Article on restoration of traditional Latin mass (amongst other things) in Canadian national newspaper

Sunday, February 08, 2009

From Wikipedia in Latin: "Diarium est scriptum nuntiorum, quod cotidie promulgatum est. De multa rebus diaria scribere possunt, exempli gratia: de administratione republicae, de scientia, de ludicra corporis exercitatione etc."

Not the Globe and Mail, but the National Post (Canada's other national newspaper):

"[He wants] a distinct presence on the landscape that can infuse badly needed values into the broader cultural bloodstream. To do that, Benedict believes that Catholics must be clear about their own identity, so fostering a strong sense of Catholic identity is job number one of his pontificate.

"His authorization for wider celebration of the Latin Mass is one expression of this effort, because that rite has been such a classic carrier of traditional Catholic identity over the centuries."

For those who identify with the traditional movement in the Church, Vatican II made a huge error in making the Latin Mass seem out of touch and even reactionary. Though the Latin rite was never outright banned, it eventually became necessary to get special permission for its use.

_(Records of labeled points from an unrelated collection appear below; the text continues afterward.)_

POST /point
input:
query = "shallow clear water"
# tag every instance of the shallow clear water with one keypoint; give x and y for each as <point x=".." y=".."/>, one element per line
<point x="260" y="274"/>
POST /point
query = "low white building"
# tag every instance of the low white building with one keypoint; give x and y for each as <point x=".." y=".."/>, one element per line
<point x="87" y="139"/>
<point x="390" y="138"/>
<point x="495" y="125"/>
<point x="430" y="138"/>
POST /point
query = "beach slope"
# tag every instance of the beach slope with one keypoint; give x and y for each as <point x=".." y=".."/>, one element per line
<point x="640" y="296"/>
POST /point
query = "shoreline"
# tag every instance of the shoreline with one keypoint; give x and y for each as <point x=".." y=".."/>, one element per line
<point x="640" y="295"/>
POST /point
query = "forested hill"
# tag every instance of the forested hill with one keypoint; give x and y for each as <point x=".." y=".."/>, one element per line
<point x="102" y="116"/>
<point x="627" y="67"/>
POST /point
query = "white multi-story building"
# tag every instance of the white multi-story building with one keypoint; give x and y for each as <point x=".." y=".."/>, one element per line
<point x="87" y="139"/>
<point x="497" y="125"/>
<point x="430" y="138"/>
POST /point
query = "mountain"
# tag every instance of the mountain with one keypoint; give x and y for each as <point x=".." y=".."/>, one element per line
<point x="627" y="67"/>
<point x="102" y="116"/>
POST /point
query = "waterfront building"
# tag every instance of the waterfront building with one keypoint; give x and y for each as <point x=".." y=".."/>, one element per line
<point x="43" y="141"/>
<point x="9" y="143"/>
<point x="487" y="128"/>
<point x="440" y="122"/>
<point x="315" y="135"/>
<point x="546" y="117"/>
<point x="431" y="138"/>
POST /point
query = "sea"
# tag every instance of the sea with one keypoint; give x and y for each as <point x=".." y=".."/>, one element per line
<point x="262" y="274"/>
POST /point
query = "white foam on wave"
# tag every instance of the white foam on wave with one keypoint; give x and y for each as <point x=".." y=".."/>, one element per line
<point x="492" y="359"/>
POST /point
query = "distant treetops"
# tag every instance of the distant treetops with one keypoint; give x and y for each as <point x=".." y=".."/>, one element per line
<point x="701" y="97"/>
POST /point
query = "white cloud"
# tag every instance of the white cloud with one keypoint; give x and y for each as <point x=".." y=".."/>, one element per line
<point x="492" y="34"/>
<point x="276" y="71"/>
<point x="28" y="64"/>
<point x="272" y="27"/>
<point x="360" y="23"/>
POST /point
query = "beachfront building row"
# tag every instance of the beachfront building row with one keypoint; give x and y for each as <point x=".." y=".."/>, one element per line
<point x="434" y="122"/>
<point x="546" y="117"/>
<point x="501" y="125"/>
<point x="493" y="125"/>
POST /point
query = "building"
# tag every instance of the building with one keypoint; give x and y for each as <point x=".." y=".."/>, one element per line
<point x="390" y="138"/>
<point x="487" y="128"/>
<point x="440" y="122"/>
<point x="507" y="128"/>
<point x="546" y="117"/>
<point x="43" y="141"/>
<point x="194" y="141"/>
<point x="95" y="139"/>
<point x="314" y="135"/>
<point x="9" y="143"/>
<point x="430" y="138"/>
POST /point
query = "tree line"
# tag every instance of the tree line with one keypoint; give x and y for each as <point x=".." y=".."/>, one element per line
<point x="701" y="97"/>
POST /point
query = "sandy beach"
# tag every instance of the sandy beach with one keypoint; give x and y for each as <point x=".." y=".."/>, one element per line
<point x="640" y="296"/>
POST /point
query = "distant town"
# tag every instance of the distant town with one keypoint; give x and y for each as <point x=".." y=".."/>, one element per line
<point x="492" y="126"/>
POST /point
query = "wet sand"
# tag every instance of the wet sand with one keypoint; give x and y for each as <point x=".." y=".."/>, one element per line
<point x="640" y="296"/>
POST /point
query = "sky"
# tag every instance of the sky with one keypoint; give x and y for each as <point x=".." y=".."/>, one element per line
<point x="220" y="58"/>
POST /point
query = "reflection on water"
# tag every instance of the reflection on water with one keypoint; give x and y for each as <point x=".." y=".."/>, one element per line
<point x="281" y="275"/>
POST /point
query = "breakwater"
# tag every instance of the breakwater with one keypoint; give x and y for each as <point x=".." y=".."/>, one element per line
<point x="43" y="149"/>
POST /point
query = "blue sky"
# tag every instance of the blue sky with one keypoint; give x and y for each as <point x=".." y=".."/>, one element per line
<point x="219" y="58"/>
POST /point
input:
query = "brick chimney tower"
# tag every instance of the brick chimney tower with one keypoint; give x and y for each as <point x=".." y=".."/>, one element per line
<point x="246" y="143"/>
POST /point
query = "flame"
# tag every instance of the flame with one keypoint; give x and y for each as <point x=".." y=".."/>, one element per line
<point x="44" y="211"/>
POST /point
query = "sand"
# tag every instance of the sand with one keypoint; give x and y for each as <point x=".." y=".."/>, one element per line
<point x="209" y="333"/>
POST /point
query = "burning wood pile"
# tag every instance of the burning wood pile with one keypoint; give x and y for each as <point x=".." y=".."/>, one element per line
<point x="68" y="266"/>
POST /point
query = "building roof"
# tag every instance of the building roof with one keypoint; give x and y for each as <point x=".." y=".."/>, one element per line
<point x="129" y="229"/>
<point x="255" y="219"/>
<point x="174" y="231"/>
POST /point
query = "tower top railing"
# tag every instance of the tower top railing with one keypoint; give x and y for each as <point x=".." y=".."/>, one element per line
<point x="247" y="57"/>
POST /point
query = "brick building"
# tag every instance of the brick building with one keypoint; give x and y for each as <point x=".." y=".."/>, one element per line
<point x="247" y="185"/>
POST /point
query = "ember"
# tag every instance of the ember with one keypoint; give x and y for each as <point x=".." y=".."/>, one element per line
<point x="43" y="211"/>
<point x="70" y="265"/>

In 2007, Pope Benedict lifted any restrictions on the Latin Mass and since then the return of the old rite has been growing. It is estimated that about seven million Catholics worldwide now use the Latin rite, and most of those are not schismatics.


"Latin was the language of the liturgy for well over 1,500 years," said Fr. Howard Venette, a member of the Priestly Fraternity of St. Peter in Toronto, a group in full communion with Rome. "Latin raises the liturgy to something above street level. And it adds to historicity and the nature of the mass as an expression of the Church's prayer, not just the individual in the pew. And it unites us to the mystery."

He said even the form of the service has been misunderstood. The Latin rite is usually described as the priest conducting the service with his back to the congregation.

"It's not my back to the people, it's everyone facing God together."

Circulation for the paper is a bit over 200,000 daily, so that puts it at about the same level as, let's see...the Seattle Times.